Operating income jumped from just $2 million to $4.2 billion -- an eye-popping gain that explains much of the stock's recent rally.

NASDAQ: SNDK
Key Data Points
Shares are still dirt cheap, but there is a catch
Despite gaining over 4,000% over the last 12 months, Sandisk's shares are still relatively affordable because profits are growing so fast. With a forward price-to-earnings (P/E) of just 23, the stock actually trades at a discount to the Nasdaq-100's estimate of 26, despite profits growing significantly faster than the typical technology company's.
This disparity can be explained by the history of the memory industry, which has a long track record of booming with new tech trends and then busting when supply catches up to demand.
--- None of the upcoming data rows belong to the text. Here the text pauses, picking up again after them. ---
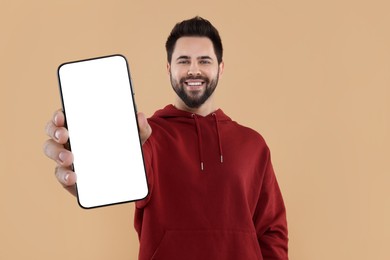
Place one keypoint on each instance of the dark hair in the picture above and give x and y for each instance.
(196, 26)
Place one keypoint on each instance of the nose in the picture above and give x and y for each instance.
(194, 70)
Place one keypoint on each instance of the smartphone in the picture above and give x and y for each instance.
(100, 115)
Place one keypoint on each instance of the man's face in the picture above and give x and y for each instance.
(194, 70)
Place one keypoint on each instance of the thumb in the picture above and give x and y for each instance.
(144, 128)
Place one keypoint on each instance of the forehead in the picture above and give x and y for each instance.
(193, 47)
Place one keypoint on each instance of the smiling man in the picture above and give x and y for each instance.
(213, 192)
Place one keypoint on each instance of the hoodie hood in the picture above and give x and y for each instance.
(170, 112)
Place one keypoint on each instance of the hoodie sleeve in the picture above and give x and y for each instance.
(270, 217)
(148, 158)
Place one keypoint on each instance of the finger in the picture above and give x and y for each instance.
(67, 178)
(59, 118)
(144, 128)
(58, 134)
(58, 153)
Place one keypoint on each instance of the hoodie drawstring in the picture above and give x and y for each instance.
(219, 137)
(199, 141)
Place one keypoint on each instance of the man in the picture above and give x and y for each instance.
(213, 192)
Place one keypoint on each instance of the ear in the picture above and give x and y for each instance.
(168, 68)
(221, 68)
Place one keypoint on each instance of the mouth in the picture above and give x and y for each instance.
(194, 84)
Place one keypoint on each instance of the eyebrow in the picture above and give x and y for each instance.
(199, 58)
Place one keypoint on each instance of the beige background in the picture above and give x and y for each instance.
(311, 76)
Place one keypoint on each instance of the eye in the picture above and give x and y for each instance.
(183, 62)
(205, 62)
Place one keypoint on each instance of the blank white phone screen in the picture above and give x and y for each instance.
(100, 114)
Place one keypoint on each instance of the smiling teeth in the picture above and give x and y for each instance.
(194, 83)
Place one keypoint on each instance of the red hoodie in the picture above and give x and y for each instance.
(213, 194)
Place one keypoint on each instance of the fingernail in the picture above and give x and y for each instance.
(66, 177)
(56, 119)
(61, 157)
(57, 135)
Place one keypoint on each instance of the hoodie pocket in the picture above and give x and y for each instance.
(208, 245)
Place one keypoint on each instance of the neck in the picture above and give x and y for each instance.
(205, 109)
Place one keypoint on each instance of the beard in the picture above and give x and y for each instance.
(194, 99)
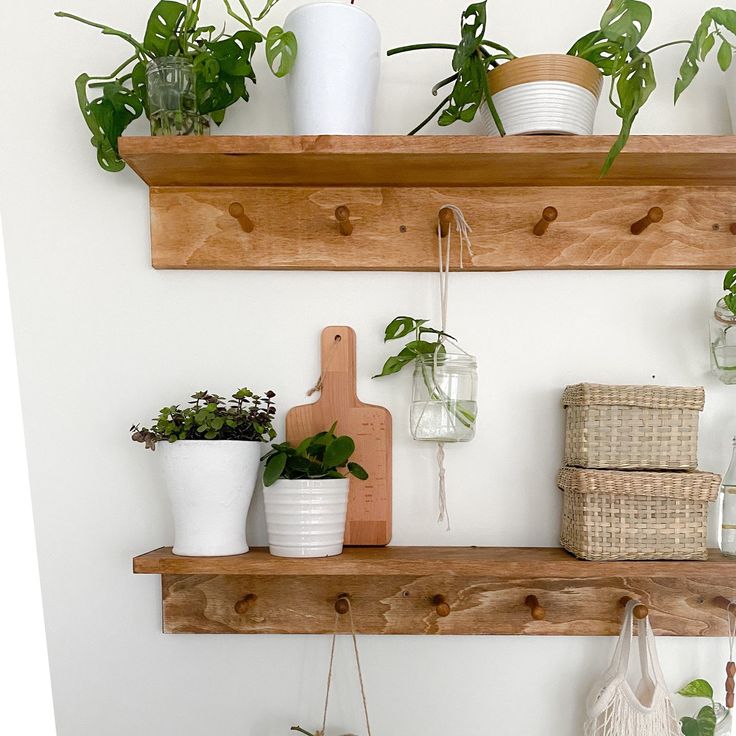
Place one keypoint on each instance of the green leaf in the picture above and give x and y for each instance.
(626, 22)
(161, 37)
(401, 327)
(274, 467)
(725, 56)
(338, 452)
(281, 50)
(358, 471)
(697, 689)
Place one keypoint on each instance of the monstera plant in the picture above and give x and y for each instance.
(616, 48)
(221, 65)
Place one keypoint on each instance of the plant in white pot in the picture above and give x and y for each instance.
(210, 453)
(305, 489)
(334, 81)
(558, 93)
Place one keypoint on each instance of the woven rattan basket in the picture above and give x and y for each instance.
(631, 515)
(642, 427)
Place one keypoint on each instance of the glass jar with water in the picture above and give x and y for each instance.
(444, 397)
(172, 98)
(723, 343)
(727, 528)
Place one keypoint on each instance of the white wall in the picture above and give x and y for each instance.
(104, 340)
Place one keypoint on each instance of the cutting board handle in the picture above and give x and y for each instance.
(338, 364)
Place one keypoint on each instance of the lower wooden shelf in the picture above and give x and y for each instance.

Sandisk's stock price suggests that, despite the AI optimism, investors are still worried that the company's elevated growth and margins won't last for the long haul.
There is also the growing possibility that generative AI itself is a bubble, and that the technology won't live up to the wild expectations driving the current levels of data center spending. If this scenario plays out, Sandisk's hyperscaler customers could eventually start cutting back on their memory spending at the same time memory supply increases, leading to a severe glut in the market and falling prices.
While Sandisk's fantastic earnings make it look like a strong buy, risk-averse investors may want to sit on the sidelines for now.